For TCP sockets, we use a TCP-BPF “sockops” BPF program. The BPF program is attached to the root cgroup – this means it will fire for all connection established and connection accepted events for all TCP sockets on the system. From there, we enable additional TCP state change events, such that the program will also run when a TCP connection in the given cgroup changes state. When we encounter a state change event, we only want TCP state changes that indicate the connection is closing; this is where we will update our metrics based upon the connection performance. See here for the BPF code used by the TCP connection tuner.
SEC("sockops")
int conn_tuner_sockops(struct bpf_sock_ops *ops)
{
int cb_flags = BPF_SOCK_OPS_STATE_CB_FLAG;
struct bpf_sock *sk = ops->sk;
...
switch (ops->op) {
case BPF_SOCK_OPS_ACTIVE_ESTABLISHED_CB:
case BPF_SOCK_OPS_PASSIVE_ESTABLISHED_CB:
/* enable other needed events */
bpf_sock_ops_cb_flags_set(ops, cb_flags);
...
break;
case BPF_SOCK_OPS_STATE_CB:
state = ops->args[1];
switch (state) {
case BPF_TCP_FIN_WAIT1:
case BPF_TCP_CLOSE_WAIT:
if (!sk)
return 1;
break;
default:
return 1;
}
Metric storage
We use multiple sets of metrics – one for each congestion control algorithm. These are stored in a BPF hash map keyed by remote IP address; as noted above, we are trying to find the congestion control algorithm that is best for the data path, so per-remote host metrics make sense. See here for the data structure definitions.
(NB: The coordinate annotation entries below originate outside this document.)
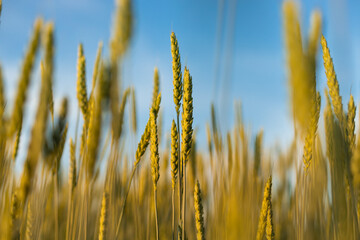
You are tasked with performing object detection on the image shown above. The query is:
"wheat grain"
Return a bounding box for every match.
[76,43,89,122]
[8,19,43,136]
[256,176,272,240]
[321,36,344,127]
[346,94,356,154]
[194,181,205,240]
[170,32,183,115]
[99,192,109,240]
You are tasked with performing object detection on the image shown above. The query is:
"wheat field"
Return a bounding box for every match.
[0,0,360,240]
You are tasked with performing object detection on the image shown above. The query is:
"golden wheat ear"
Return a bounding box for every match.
[170,32,182,115]
[194,181,205,240]
[99,192,109,240]
[171,120,179,189]
[76,43,89,123]
[256,176,272,240]
[321,35,345,127]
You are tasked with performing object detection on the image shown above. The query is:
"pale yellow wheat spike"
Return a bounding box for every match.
[256,176,272,240]
[76,43,89,122]
[87,62,105,179]
[12,120,22,161]
[18,61,49,202]
[321,36,344,128]
[303,92,321,169]
[25,201,34,240]
[10,193,19,238]
[0,65,6,117]
[283,1,316,136]
[44,22,55,122]
[131,88,137,133]
[150,108,160,189]
[69,138,77,195]
[346,95,356,153]
[181,67,193,165]
[8,19,42,136]
[266,193,275,240]
[134,93,161,166]
[150,104,160,240]
[99,192,109,240]
[171,120,179,189]
[351,98,360,185]
[92,42,103,91]
[307,10,322,59]
[152,67,160,107]
[54,123,69,174]
[110,0,133,61]
[194,181,205,240]
[170,32,183,115]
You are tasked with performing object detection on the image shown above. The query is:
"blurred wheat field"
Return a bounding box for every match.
[0,0,360,240]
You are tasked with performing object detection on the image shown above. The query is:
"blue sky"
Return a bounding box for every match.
[0,0,360,172]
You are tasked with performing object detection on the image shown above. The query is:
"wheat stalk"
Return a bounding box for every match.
[44,22,55,123]
[171,120,179,239]
[256,176,272,240]
[321,36,344,128]
[150,105,160,240]
[99,192,109,240]
[8,19,42,136]
[194,181,205,240]
[76,43,89,122]
[110,0,133,62]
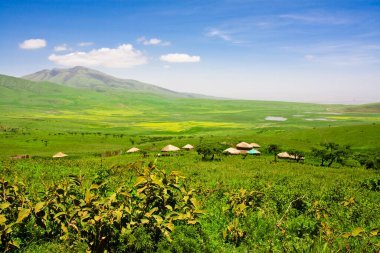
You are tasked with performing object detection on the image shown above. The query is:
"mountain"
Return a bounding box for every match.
[22,66,207,98]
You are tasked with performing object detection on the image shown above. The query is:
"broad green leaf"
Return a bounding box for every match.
[110,193,117,203]
[0,214,7,225]
[187,220,198,225]
[134,177,146,187]
[84,189,92,205]
[90,184,100,190]
[34,202,46,213]
[140,219,149,224]
[370,228,380,236]
[145,207,158,218]
[137,186,147,193]
[0,202,11,210]
[9,240,20,249]
[166,222,174,232]
[153,215,163,225]
[114,210,123,223]
[16,208,30,223]
[54,212,66,220]
[351,227,364,237]
[190,198,200,208]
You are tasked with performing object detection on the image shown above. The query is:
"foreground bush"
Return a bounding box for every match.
[0,164,202,252]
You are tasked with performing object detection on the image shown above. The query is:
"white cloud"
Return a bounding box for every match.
[205,28,245,44]
[137,36,170,46]
[279,13,350,25]
[54,44,69,52]
[19,39,47,49]
[48,44,147,68]
[206,29,232,41]
[78,41,95,47]
[160,54,201,63]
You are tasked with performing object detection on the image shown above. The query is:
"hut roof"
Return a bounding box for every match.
[247,149,261,155]
[236,142,252,149]
[182,144,194,149]
[10,154,30,160]
[161,144,180,152]
[223,148,240,155]
[251,142,261,148]
[53,152,67,158]
[277,152,290,158]
[127,147,140,153]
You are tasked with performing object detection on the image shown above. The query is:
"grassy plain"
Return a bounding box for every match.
[0,74,380,252]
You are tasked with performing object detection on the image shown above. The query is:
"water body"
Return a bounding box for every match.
[305,118,335,121]
[265,116,287,121]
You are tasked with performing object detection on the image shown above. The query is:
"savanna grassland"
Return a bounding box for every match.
[0,73,380,252]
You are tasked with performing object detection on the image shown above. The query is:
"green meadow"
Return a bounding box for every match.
[0,76,380,252]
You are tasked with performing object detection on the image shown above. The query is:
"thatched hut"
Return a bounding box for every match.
[10,155,30,160]
[182,144,194,151]
[223,148,241,155]
[247,149,261,155]
[277,152,290,159]
[53,152,67,158]
[251,142,261,148]
[236,141,253,150]
[161,144,180,152]
[127,147,140,153]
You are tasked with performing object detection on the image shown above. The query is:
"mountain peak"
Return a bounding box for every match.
[23,66,205,97]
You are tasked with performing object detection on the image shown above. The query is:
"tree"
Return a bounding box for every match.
[196,143,224,161]
[267,144,280,162]
[288,149,305,163]
[312,142,352,167]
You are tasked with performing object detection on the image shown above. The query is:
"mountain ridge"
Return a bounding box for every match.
[21,66,212,98]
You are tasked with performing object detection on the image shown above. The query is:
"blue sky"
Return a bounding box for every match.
[0,0,380,103]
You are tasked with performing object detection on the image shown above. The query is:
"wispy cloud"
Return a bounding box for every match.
[54,44,70,52]
[19,39,47,50]
[279,13,351,25]
[48,44,148,68]
[205,28,242,44]
[284,42,380,67]
[137,36,171,46]
[78,41,95,47]
[160,53,201,63]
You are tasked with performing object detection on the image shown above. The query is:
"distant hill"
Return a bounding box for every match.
[344,103,380,113]
[22,66,210,98]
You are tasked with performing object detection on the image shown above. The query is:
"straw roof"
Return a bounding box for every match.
[10,154,30,160]
[223,148,241,155]
[277,152,290,158]
[236,142,252,150]
[161,144,180,152]
[251,142,261,148]
[182,144,194,150]
[53,152,67,158]
[247,149,261,155]
[127,148,140,153]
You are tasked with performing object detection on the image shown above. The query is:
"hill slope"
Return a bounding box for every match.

For each congestion control algorithm, we store metrics as follows:
struct tcp_conn_metric {
__u64 state_flags; /* state/action - cong alg used */
__u64 greedy_count; /* amount of times greedy option was taken */
__u64 min_rtt; /* min RTT observed for this cong alg */
__u64 max_rate_delivered; /* max rate delivered for this cong alg */
__u64 metric_count; /* how many metrics collected? */
__u64 metric_value;
};
We store an array of these – one for each congestion control algorithm – in a “struct remote host”; it is looked up via the remote IP address associated with the TCP connection, available in the “struct sock_ops”:
struct remote_host {
__u64 min_rtt;
__u64 max_rate_delivered;
struct tcp_conn_metric metrics[NUM_TCP_CONN_METRICS];
};
We use that structure to keep track of the overall minimum RTT observed across all connections/congestion control algorithms and the maximum rate of packet delivery.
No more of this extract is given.